June 5, 2012 - 20:07 AMT
Libya’s ex-spy chief Dorda goes on trial over protesters’ deaths

The first senior official from the former Libyan regime has been charged in court in connection with the conflict that toppled Muammar Gaddafi, BBC News reported.

Abu Zeid Omar Dorda, who was the head of external intelligence, appeared in the Tripoli court behind a metal cage. He denied all six charges, which included ordering the fatal shooting of protesters last year.

The case has been adjourned until 26 June as his lawyer asked for more time to review the case.

Mr Dorda was arrested in September 2011, the month before Col Gaddafi was killed.

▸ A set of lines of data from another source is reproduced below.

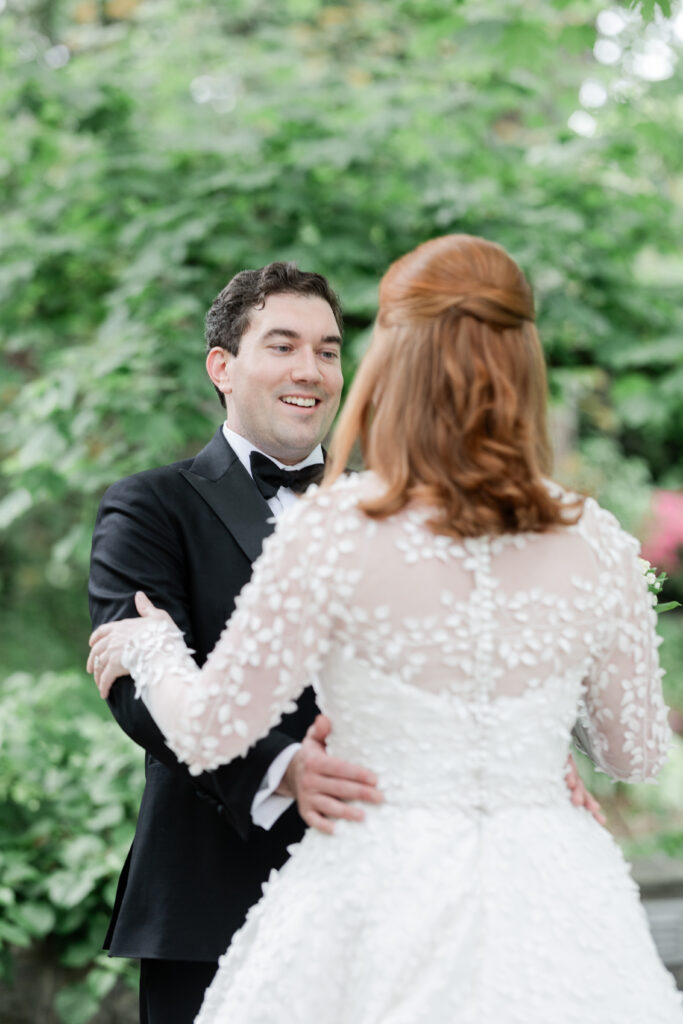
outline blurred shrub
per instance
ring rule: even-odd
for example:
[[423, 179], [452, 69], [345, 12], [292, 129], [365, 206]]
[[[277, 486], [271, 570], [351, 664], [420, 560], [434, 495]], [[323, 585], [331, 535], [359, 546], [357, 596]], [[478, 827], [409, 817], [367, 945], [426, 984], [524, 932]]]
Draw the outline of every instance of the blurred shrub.
[[652, 501], [652, 475], [645, 460], [625, 455], [614, 437], [593, 435], [579, 441], [558, 475], [595, 497], [629, 533], [642, 536]]
[[11, 978], [13, 946], [47, 943], [79, 978], [57, 997], [65, 1024], [87, 1021], [126, 969], [101, 947], [142, 784], [139, 748], [87, 677], [0, 685], [0, 969]]

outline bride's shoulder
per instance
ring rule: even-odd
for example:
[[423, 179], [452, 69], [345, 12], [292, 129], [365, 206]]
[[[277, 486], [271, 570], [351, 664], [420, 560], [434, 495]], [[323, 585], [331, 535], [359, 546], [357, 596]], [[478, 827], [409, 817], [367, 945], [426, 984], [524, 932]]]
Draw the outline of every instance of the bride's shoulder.
[[568, 515], [574, 519], [578, 510], [578, 519], [569, 522], [569, 532], [579, 534], [599, 554], [601, 559], [614, 561], [619, 553], [625, 550], [640, 550], [639, 541], [628, 533], [617, 517], [590, 496], [579, 494], [563, 487], [555, 480], [546, 480], [548, 492], [559, 499]]
[[345, 473], [329, 485], [311, 484], [302, 498], [287, 509], [287, 524], [301, 527], [340, 513], [362, 515], [358, 504], [376, 489], [373, 478], [370, 472]]
[[314, 484], [306, 491], [305, 499], [327, 508], [351, 508], [379, 491], [377, 475], [370, 470], [363, 470], [343, 473], [331, 484]]

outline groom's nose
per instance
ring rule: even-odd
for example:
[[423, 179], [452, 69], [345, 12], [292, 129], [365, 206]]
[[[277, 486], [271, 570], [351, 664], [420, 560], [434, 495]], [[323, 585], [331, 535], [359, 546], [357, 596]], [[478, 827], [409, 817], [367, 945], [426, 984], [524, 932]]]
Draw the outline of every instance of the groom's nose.
[[292, 380], [318, 381], [322, 379], [317, 354], [308, 345], [302, 345], [301, 348], [297, 349], [291, 374]]

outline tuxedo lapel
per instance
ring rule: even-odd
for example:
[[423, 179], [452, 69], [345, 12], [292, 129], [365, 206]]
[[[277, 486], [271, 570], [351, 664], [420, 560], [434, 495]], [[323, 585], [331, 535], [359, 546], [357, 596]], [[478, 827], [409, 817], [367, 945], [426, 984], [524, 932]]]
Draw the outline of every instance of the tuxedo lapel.
[[261, 554], [273, 530], [272, 512], [254, 481], [225, 440], [221, 427], [190, 469], [180, 475], [201, 495], [233, 535], [250, 562]]

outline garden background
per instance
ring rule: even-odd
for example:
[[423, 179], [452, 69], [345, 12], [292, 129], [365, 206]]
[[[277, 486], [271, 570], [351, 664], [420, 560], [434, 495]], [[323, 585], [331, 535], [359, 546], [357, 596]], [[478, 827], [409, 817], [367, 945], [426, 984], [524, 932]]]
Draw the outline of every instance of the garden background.
[[[220, 422], [203, 316], [237, 270], [326, 274], [349, 381], [391, 260], [501, 242], [557, 475], [681, 598], [682, 51], [665, 2], [0, 0], [0, 963], [58, 963], [67, 1024], [125, 967], [99, 950], [142, 785], [84, 673], [95, 511]], [[683, 616], [660, 625], [671, 764], [591, 785], [628, 855], [683, 858]]]

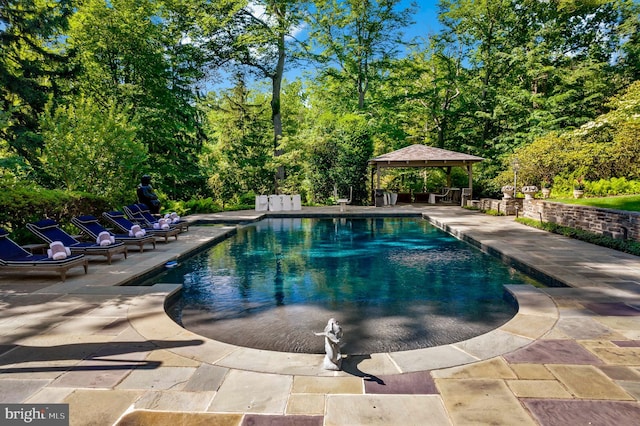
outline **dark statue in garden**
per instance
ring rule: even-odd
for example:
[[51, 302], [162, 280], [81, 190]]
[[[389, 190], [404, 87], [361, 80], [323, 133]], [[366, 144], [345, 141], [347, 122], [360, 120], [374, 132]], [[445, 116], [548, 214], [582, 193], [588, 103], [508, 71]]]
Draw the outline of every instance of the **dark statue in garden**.
[[138, 194], [138, 201], [145, 204], [151, 213], [157, 214], [160, 212], [160, 201], [151, 186], [151, 176], [142, 176], [136, 193]]

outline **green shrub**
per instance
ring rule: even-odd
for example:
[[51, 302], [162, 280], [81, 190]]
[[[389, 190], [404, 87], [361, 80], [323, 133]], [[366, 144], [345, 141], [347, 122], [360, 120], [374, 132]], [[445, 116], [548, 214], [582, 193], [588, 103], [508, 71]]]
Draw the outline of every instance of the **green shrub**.
[[[573, 175], [556, 176], [553, 181], [553, 197], [572, 197], [576, 177]], [[611, 195], [640, 194], [640, 181], [627, 180], [624, 177], [582, 181], [587, 197], [607, 197]]]
[[541, 222], [539, 220], [528, 219], [524, 217], [516, 219], [516, 222], [522, 223], [523, 225], [531, 226], [533, 228], [553, 232], [554, 234], [564, 235], [565, 237], [574, 238], [576, 240], [585, 241], [587, 243], [640, 256], [640, 242], [637, 241], [611, 238], [582, 229], [562, 226], [553, 222]]
[[586, 182], [585, 191], [590, 196], [606, 197], [608, 195], [640, 194], [640, 181], [625, 178], [600, 179], [597, 182]]
[[20, 244], [39, 242], [26, 229], [26, 224], [43, 218], [54, 219], [65, 229], [74, 216], [91, 214], [100, 217], [110, 210], [109, 202], [93, 194], [43, 189], [32, 185], [2, 188], [0, 226], [11, 232], [11, 238]]
[[179, 214], [192, 214], [192, 213], [217, 213], [222, 211], [222, 206], [213, 201], [211, 197], [207, 198], [192, 198], [191, 200], [181, 202], [183, 205], [183, 212], [176, 210]]

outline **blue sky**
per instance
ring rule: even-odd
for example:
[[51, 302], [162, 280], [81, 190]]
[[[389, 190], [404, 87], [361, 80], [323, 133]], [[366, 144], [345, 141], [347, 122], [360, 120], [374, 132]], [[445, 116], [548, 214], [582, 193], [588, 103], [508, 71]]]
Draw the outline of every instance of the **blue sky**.
[[[430, 34], [437, 33], [442, 27], [438, 22], [438, 1], [416, 1], [418, 4], [418, 11], [414, 15], [414, 21], [416, 22], [411, 27], [407, 28], [407, 36], [423, 36], [426, 37]], [[411, 4], [411, 1], [404, 0], [400, 2], [402, 7], [407, 7]]]

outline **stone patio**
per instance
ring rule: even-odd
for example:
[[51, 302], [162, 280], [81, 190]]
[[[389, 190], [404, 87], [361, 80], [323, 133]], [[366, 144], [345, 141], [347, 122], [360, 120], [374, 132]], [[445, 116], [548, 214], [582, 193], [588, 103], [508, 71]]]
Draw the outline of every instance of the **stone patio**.
[[[279, 212], [281, 216], [291, 214]], [[296, 212], [300, 214], [300, 212]], [[549, 283], [509, 286], [518, 314], [436, 348], [348, 357], [239, 348], [164, 313], [168, 283], [122, 287], [215, 244], [233, 225], [192, 226], [89, 274], [0, 275], [0, 401], [68, 403], [71, 425], [637, 425], [640, 262], [459, 207], [304, 208], [303, 215], [421, 216]], [[247, 222], [253, 211], [194, 215]]]

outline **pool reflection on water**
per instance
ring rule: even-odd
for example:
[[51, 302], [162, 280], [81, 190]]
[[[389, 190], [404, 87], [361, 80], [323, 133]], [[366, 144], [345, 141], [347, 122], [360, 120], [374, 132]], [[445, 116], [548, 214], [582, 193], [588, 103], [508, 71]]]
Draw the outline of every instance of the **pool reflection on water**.
[[443, 345], [516, 313], [503, 285], [534, 283], [422, 219], [266, 219], [167, 270], [172, 318], [238, 346], [323, 353], [335, 317], [343, 353]]

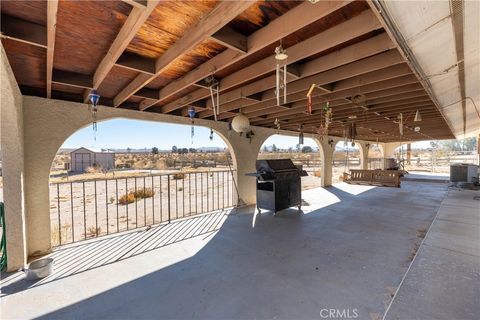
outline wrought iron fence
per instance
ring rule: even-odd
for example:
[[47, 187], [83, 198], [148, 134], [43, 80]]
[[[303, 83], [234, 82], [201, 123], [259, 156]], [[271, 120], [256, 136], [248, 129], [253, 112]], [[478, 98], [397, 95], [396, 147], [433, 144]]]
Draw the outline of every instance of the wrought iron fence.
[[50, 185], [53, 246], [233, 207], [234, 171], [177, 172]]

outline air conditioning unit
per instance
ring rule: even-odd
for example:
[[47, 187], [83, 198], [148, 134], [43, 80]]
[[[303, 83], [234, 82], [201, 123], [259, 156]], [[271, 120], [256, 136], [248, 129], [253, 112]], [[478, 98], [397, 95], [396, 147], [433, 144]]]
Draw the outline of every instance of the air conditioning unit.
[[478, 183], [478, 166], [468, 163], [450, 165], [450, 181]]

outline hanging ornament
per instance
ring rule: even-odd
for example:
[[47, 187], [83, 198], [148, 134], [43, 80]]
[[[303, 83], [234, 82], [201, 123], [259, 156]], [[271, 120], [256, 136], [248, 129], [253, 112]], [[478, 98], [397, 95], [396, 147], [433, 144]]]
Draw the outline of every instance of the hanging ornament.
[[413, 119], [414, 122], [420, 122], [422, 121], [422, 116], [420, 115], [420, 110], [417, 110], [417, 112], [415, 112], [415, 119]]
[[229, 138], [232, 136], [232, 131], [233, 131], [233, 129], [232, 129], [232, 123], [229, 122], [229, 123], [228, 123], [228, 133], [227, 133], [227, 136], [228, 136]]
[[328, 127], [332, 123], [332, 118], [333, 118], [333, 112], [332, 112], [332, 108], [330, 108], [329, 101], [325, 103], [324, 111], [325, 111], [325, 129], [328, 130]]
[[213, 75], [205, 79], [210, 89], [210, 98], [212, 99], [213, 118], [217, 121], [220, 111], [220, 83]]
[[276, 61], [276, 86], [275, 94], [277, 96], [277, 106], [280, 106], [280, 96], [283, 91], [283, 104], [287, 103], [287, 52], [283, 49], [282, 43], [275, 48]]
[[298, 144], [302, 145], [303, 144], [303, 124], [298, 127], [298, 131], [300, 131], [298, 135]]
[[232, 128], [240, 134], [248, 132], [250, 129], [250, 120], [242, 113], [238, 113], [232, 120]]
[[193, 144], [193, 136], [195, 134], [195, 129], [194, 129], [194, 126], [193, 126], [193, 119], [195, 119], [195, 115], [197, 113], [195, 112], [195, 107], [194, 106], [190, 106], [188, 107], [188, 116], [190, 117], [190, 120], [192, 121], [192, 132], [191, 132], [191, 139], [192, 139], [192, 144]]
[[308, 92], [307, 92], [307, 113], [308, 114], [312, 114], [312, 108], [313, 108], [313, 104], [312, 104], [312, 93], [313, 93], [313, 90], [315, 89], [315, 83], [312, 83], [312, 85], [310, 86], [310, 89], [308, 89]]
[[398, 115], [398, 130], [400, 132], [400, 136], [403, 136], [403, 113]]
[[213, 129], [210, 129], [210, 136], [209, 136], [209, 138], [210, 138], [210, 141], [213, 140]]
[[93, 127], [93, 139], [97, 140], [97, 111], [98, 102], [100, 101], [100, 95], [97, 90], [92, 90], [88, 95], [90, 104], [88, 106], [90, 113], [92, 114], [92, 127]]
[[273, 124], [275, 125], [275, 128], [277, 128], [278, 131], [280, 131], [280, 120], [278, 120], [278, 118], [275, 118], [275, 121], [273, 122]]

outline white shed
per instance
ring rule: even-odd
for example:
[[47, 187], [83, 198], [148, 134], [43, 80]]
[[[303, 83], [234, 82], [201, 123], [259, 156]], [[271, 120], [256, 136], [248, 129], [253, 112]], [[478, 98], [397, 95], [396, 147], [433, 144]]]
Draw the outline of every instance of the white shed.
[[115, 153], [85, 147], [70, 152], [70, 171], [84, 172], [88, 167], [115, 168]]

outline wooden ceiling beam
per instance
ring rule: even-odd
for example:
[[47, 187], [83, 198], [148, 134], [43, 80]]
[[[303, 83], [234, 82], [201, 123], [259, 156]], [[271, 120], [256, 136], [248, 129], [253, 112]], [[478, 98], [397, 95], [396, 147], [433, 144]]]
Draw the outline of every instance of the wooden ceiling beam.
[[[316, 5], [312, 5], [308, 2], [300, 4], [299, 6], [287, 11], [282, 16], [273, 20], [265, 27], [251, 34], [247, 40], [247, 55], [232, 49], [223, 51], [204, 64], [198, 66], [195, 70], [187, 73], [185, 76], [162, 88], [160, 90], [160, 96], [157, 103], [163, 102], [165, 99], [189, 87], [190, 85], [197, 83], [207, 76], [221, 71], [233, 65], [234, 63], [237, 63], [246, 56], [254, 54], [255, 52], [258, 52], [259, 50], [271, 45], [272, 43], [278, 42], [285, 36], [302, 29], [303, 27], [329, 15], [338, 9], [341, 9], [351, 2], [351, 0], [342, 0], [324, 1]], [[198, 95], [199, 93], [196, 94]], [[209, 91], [207, 91], [207, 95], [208, 94]], [[200, 94], [200, 96], [202, 95], [205, 96], [205, 94]], [[196, 96], [192, 96], [192, 99], [193, 98], [196, 98]], [[145, 110], [148, 107], [150, 106], [145, 104], [142, 106], [142, 110]], [[174, 108], [171, 108], [171, 111], [173, 110]]]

Dorda’s trial is seen as a test case for Libya's judiciary and its capacity to deal with high-profile cases.

Mr Dorda is charged with "mobilising security forces to fire bullets at the heads and chests of civilians" and "preventing, through the use of force and intimidation, the staging of peaceful protests", the Libya's state-run news agency Wal reports.

He is also charged with arming his ethnic group with the purpose of inciting civil strife during Libya's seven-month rebellion last year.

Mr Dorda, 68, once served as Libya's prime minister and as an envoy to the UN. He took over as external intelligence chief in 2009 from Moussa Koussa, the foreign minister who defected in March 2011 from the regime and fled Libya, initially to the UK.

Mr Dorda was one of Gaddafi's most loyal supporters - even calling in to state TV in April last year to deny reports that he was defecting.